Run the following codes to prepare some necessary files:
# Generate the adjacent matrix of all unique digonosis, medication, and procedure codes
# This is essential if we want to use knowledge graph to assist PI-Writer
python pretreatments/prepare_codes_adjacent_matrix.py
# Get top-300 most similar admission records from the training set for each query hospital admission
# This is essential if we want to retrieve historical PIs to assist PI-Writer
python pretreatments/prepare_relevant_info.py
# Use bert-base-uncased to extract sentence-level embeddings of PIs
# We apply max pooling on the word embs of the last layer
python pretreatments/extract_instruction_embs.py
Here are some key argument to run train.py
:
gpus
: specify the number of gpus;batch_size
: specify the number of samples in a batch;accumulate_grad_batches
: use it if you don't have much gpu memory;arch
: specify the architecture, can be eithersmall
(hidden size = 256) orbase
(hidden size = 512). See configs/archs;setup
: specify which setup to use.

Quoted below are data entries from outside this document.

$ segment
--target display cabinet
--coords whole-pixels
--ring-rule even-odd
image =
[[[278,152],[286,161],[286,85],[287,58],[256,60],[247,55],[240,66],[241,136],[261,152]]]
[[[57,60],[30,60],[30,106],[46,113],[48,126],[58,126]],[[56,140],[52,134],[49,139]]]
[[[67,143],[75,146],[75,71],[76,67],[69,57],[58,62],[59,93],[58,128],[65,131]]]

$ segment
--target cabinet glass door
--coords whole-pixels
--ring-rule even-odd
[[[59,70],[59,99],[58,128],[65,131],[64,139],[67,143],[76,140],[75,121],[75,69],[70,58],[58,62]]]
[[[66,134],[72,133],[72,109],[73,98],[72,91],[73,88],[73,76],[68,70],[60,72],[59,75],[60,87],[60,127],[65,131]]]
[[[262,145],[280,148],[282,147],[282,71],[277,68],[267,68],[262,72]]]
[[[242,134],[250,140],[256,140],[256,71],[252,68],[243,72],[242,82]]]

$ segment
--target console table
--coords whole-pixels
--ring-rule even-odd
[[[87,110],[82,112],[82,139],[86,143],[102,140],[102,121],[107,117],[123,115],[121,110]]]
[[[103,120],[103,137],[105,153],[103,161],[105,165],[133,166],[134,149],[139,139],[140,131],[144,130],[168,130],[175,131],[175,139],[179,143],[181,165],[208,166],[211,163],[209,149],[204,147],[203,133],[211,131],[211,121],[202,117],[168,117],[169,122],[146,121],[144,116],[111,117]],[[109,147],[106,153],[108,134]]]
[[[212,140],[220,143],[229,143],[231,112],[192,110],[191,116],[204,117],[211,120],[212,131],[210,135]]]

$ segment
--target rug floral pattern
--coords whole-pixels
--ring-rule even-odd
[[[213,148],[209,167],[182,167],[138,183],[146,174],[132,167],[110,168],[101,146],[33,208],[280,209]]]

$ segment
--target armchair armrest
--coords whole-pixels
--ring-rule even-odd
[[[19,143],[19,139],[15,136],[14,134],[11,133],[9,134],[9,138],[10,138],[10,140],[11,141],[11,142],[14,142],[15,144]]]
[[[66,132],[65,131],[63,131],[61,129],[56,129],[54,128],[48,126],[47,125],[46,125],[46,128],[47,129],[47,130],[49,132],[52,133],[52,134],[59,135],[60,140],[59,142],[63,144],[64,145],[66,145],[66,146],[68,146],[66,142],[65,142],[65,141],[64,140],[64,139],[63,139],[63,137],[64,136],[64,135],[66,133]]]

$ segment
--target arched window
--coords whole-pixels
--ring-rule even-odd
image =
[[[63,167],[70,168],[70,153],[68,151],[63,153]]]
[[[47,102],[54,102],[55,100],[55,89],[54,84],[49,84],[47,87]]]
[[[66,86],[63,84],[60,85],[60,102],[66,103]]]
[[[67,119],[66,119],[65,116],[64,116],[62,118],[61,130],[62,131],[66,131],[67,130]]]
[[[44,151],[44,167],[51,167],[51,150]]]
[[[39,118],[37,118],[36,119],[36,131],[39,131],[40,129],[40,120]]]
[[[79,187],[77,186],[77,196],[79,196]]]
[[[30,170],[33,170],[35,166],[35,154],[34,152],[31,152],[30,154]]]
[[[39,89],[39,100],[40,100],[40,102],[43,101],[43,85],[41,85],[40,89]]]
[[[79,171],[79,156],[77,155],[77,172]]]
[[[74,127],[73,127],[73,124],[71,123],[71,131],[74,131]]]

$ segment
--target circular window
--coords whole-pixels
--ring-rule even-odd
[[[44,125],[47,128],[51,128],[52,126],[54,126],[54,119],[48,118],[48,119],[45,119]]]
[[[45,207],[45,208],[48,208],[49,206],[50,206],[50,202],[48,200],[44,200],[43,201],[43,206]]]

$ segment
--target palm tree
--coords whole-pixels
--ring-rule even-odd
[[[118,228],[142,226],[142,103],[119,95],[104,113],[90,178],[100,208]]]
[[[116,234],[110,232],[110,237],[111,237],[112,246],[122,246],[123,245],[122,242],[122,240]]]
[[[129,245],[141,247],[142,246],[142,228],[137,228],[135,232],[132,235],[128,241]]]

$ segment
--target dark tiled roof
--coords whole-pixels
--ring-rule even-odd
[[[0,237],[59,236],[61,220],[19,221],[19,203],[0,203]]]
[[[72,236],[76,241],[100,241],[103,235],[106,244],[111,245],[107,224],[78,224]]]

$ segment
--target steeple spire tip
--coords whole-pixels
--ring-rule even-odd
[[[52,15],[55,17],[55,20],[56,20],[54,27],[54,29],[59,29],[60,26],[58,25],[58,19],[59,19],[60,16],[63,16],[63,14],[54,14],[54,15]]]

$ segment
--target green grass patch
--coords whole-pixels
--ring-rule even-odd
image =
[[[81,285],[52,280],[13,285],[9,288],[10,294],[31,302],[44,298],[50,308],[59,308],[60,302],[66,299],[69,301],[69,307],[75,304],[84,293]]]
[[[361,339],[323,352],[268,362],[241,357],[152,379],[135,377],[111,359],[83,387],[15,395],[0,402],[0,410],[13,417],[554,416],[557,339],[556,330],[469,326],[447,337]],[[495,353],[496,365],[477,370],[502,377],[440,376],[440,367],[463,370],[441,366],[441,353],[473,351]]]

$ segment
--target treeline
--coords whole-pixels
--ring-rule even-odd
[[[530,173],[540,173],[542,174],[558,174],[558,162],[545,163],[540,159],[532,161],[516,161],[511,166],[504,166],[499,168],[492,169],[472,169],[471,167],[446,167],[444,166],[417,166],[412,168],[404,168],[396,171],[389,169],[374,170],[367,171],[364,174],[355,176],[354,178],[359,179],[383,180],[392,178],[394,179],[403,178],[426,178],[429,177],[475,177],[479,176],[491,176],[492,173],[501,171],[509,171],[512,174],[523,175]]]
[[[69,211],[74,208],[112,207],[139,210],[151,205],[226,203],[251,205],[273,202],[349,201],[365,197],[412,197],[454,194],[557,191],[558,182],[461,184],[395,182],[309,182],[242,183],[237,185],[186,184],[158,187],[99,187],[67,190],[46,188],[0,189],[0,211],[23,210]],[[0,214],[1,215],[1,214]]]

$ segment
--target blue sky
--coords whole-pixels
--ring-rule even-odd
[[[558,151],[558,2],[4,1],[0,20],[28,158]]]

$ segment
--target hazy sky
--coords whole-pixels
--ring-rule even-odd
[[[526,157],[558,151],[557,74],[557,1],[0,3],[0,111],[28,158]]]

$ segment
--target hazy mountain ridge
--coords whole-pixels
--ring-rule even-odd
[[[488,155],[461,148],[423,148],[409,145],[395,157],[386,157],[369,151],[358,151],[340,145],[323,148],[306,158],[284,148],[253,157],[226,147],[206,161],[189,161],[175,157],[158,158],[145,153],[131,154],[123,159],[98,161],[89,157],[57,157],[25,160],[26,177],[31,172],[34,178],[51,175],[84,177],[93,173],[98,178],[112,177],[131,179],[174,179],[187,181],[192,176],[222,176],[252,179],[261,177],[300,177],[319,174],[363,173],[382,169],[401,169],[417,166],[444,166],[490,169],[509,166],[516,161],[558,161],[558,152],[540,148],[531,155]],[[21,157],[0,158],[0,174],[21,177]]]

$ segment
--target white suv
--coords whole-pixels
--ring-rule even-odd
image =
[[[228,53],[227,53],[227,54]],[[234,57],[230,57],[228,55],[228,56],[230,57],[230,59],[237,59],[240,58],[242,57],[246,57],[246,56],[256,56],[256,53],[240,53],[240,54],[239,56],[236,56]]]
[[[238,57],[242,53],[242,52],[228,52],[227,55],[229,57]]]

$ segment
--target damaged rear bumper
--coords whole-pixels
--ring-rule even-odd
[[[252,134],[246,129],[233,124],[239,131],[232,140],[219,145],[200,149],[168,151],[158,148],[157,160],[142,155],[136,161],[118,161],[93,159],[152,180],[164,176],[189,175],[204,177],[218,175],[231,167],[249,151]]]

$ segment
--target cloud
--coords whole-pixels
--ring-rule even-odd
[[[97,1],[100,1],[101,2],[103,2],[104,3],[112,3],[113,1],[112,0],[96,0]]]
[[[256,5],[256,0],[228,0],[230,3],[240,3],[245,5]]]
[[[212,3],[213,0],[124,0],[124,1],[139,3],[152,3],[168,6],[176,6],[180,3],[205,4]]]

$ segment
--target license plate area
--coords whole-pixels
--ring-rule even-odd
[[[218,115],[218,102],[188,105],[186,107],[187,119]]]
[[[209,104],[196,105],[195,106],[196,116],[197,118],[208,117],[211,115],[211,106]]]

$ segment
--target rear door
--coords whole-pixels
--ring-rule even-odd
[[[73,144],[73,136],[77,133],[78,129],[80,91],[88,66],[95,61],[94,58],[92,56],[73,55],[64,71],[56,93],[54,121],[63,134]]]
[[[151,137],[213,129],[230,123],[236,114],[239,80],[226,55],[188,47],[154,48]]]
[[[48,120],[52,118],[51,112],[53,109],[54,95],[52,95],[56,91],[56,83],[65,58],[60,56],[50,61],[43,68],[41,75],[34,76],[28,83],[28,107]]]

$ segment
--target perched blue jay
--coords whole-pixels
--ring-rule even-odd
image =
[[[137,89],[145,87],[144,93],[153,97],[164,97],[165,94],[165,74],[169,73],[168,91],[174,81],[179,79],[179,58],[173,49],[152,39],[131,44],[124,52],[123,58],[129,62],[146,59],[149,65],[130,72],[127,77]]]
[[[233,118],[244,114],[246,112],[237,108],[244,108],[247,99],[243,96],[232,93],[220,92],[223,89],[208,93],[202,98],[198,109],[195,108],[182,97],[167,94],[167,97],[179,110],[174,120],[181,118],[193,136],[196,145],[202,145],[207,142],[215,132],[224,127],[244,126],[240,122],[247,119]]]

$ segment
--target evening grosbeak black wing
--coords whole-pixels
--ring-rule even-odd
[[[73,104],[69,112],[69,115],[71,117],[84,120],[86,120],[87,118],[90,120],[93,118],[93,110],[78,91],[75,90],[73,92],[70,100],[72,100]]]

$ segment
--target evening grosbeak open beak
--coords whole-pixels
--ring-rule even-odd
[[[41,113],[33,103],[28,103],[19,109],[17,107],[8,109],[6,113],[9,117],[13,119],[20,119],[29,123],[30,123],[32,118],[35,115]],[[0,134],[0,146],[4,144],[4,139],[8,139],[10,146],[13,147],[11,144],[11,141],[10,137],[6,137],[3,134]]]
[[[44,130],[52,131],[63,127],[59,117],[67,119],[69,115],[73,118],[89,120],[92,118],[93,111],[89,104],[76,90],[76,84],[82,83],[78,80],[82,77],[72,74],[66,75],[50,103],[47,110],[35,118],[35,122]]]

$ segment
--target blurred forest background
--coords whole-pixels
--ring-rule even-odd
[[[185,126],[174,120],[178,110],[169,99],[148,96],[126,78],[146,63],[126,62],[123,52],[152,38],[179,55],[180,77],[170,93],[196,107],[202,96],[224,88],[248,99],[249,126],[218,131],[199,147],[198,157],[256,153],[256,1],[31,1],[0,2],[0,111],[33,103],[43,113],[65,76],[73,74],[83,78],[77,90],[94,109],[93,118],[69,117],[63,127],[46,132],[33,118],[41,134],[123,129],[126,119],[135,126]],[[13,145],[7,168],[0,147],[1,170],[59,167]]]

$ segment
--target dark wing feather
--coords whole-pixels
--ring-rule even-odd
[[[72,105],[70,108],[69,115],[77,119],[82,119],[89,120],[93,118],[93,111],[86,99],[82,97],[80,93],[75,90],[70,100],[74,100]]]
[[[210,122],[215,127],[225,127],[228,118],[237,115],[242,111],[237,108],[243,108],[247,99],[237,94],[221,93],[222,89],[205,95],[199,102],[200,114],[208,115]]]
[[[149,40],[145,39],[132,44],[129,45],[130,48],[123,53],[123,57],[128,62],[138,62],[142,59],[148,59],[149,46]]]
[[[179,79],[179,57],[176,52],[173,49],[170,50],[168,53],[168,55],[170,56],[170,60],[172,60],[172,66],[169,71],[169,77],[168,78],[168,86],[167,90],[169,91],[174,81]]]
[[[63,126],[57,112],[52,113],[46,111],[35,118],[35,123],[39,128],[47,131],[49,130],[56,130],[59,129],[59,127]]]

See options in config/setups.yaml, where we provide setups for model variants such as Transformer-basedtransformer
andtransformer_Full
and LSTM-basedlstm
andlstm_Full
.
Here are some examples:
python train.py --gpus 8 --batch_size 8 --arch base --setup transformer
python train.py --gpus 8 --batch_size 8 --arch base --setup transformer_Full
python train.py --gpus 8 --batch_size 4 --accumulate_grad_batches 2 --arch base --setup transformer_Full
python train.py --gpus 8 --batch_size 8 --arch small --setup lstm
python train.py --gpus 8 --batch_size 8 --arch small --setup lstm_Full
- The simplest command below can show you results of automatic metrics (
Bleu
,METEOR
, andROUGE
), which will be written to./csv_results/overall.csv
.
python translate.py $path_to_model
- You can save the generated patient instructions by running:
# The ouput file will be saved to `./inference_results/preds_and_scores.json` in this case
python translate.py $path_to_model --save_json --save_base_path ./inference_results --save_folder "" --json_file_name preds_and_scores.json
- You can evaluate the model on subtasks (see data/README.md for details) by passing the augment
--subtask_type
:
python translate.py $path_to_model --subtask_type age
python translate.py $path_to_model --subtask_type sex
python translate.py $path_to_model --subtask_type disease
If you encounter any problems when using the code, or want to report a bug, you can open an issue or email {yangbang@pku.edu.cn, fenglinliu98@pku.edu.cn}. Please try to specify the problem with details so we can help you better and quicker!
Please consider citing our papers if our code or datasets are useful to your work, thanks sincerely!
@inproceedings{liu2022retrieve,
title={Retrieve, Reason, and Refine: Generating Accurate and Faithful Patient Instructions},
author={Liu, Fenglin and Yang, Bang and You, Chenyu and Wu, Xian and Ge, Shen and Liu, Zhangdaihong and Sun, Xu and Yang, Yang and Clifton, David A.},
booktitle={Advances in Neural Information Processing Systems},
year={2022}
}
We borrow some codes from Shivanandroy/simpleT5.